XML markup is structured by special characters and tags

  • A predefined set of special characters (here primarily <, >, and / ) give the data structure.
<?xml version="1.0" encoding="UTF-8"?>
<data>
  <row>
    <unique_id>216498</unique_id>
    <indicator_id>386</indicator_id>
    <name>Ozone (O3)</name>
    <measure>Mean</measure>
    <measure_info>ppb</measure_info>
    <geo_type_name>CD</geo_type_name>
    <geo_join_id>313</geo_join_id>
    <geo_place_name>Coney Island (CD13)</geo_place_name>
    <time_period>Summer 2013</time_period>
    <start_date>2013-06-01T00:00:00</start_date>
    <data_value>34.64</data_value>
  </row>
  
  <row>
    <unique_id>216499</unique_id>
    <indicator_id>386</indicator_id>
    ...
  </row>
</data>

XML markup is structured by special characters and tags

A xml element:
<latitude>48.8S</latitude>


  • start tag: <latitude>48.8S</latitude>
  • data value: <latitude>48.8S</latitude>
  • end tag: <latitude>48.8S</latitude>

XML markup has a nested syntax… similar to a family-tree structure 🌳

Tags can be nested, which allows for the definition of hierarchical structures. Here, the “root-content” is nested between the ‘`root``’-tags:

<root>
  <child>
    <subchild>.....</subchild>
  </child>
</root>

Advantages of XML over csv

  • More complex (multi-dimensional) in XML-files than what is possible in CSVs.
  • Self-explanatory syntax: machine-readable and human-readable.
  • Structured: give both structure and name variables.

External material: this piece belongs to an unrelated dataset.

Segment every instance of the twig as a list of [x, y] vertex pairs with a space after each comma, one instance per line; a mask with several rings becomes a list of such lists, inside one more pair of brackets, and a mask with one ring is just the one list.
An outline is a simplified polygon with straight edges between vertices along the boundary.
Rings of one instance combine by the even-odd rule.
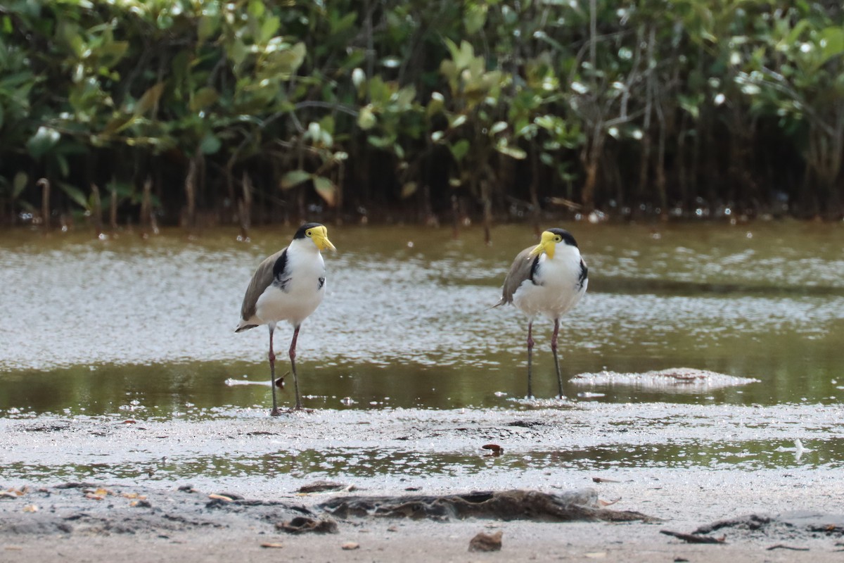
[[724, 538], [710, 538], [709, 536], [695, 536], [692, 533], [683, 533], [682, 532], [672, 532], [671, 530], [660, 530], [660, 533], [667, 536], [674, 536], [690, 544], [726, 544]]
[[765, 548], [768, 551], [772, 549], [791, 549], [792, 551], [809, 551], [808, 547], [793, 547], [793, 545], [786, 545], [785, 544], [777, 544], [776, 545], [771, 545], [771, 547]]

Potential drawback of XML: inefficient storage

  • Tags are part of the syntax, thus, part of the actual file.
    • Tags (variable labels) are repeated again and again!
    • CSV: variable labels are mentioned once.
  • Potential solution: data compression (e.g., zip).
  • If the data is actually two-dimensional, a CSV is more practical.

Parsing XML

XML in R with The Office

<?xml version="1.0" encoding="UTF-8"?>
<company_dundermifflin>
  <person id="1">
    <name>Michael Scott</name>
    <position>Regional Manager</position>
    <location branch="Scranton"/>
  </person>
  <person id="2">
    <name>Dwight Schrutte</name>
    <position>Assistant (to the) Regional Manager</position>
    <location branch="Scranton"/>
    <orders>
      <sales>
        <units>10</units>
        <product>paper A4</product>
      </sales>
    </orders>
  </person>
  <person id="3">
    <name>Jim Halpert</name>
    <position>Sales Representative</position>
    <location branch="Scranton"/>
    <orders>
      <sales>
        <units>20</units>
        <product>paper A4</product>
      </sales>
      <sales>
        <units>5</units>
        <product>paper A3</product>
      </sales>
    </orders>
  </person>
</company_dundermifflin>
  • The root is company_dundermifflin
  • company_dundermifflin is the root-node, persons are its children
  • Three persons: Michael Scott, Dwight Schrutte, Jim Halpert
  • For Dwight and Jim, we have paper sales orders.

Load a XML file in R

# load packages
library(xml2) # updated and faster than library `XML` 

# parse XML, represent XML document as R object
xml_doc <- read_xml("company_dundermifflin.xml")
xml_doc
{xml_document}
<company_dundermifflin>
[1] <person id="1">\n  <name>Michael Scott</name>\n  <position>Regional Manager</position>\n  <lo ...
[2] <person id="2">\n  <name>Dwight Schrutte</name>\n  <position>Assistant (to the) Regional Mana ...
[3] <person id="3">\n  <name>Jim Halpert</name>\n  <position>Sales Representative</position>\n  < ...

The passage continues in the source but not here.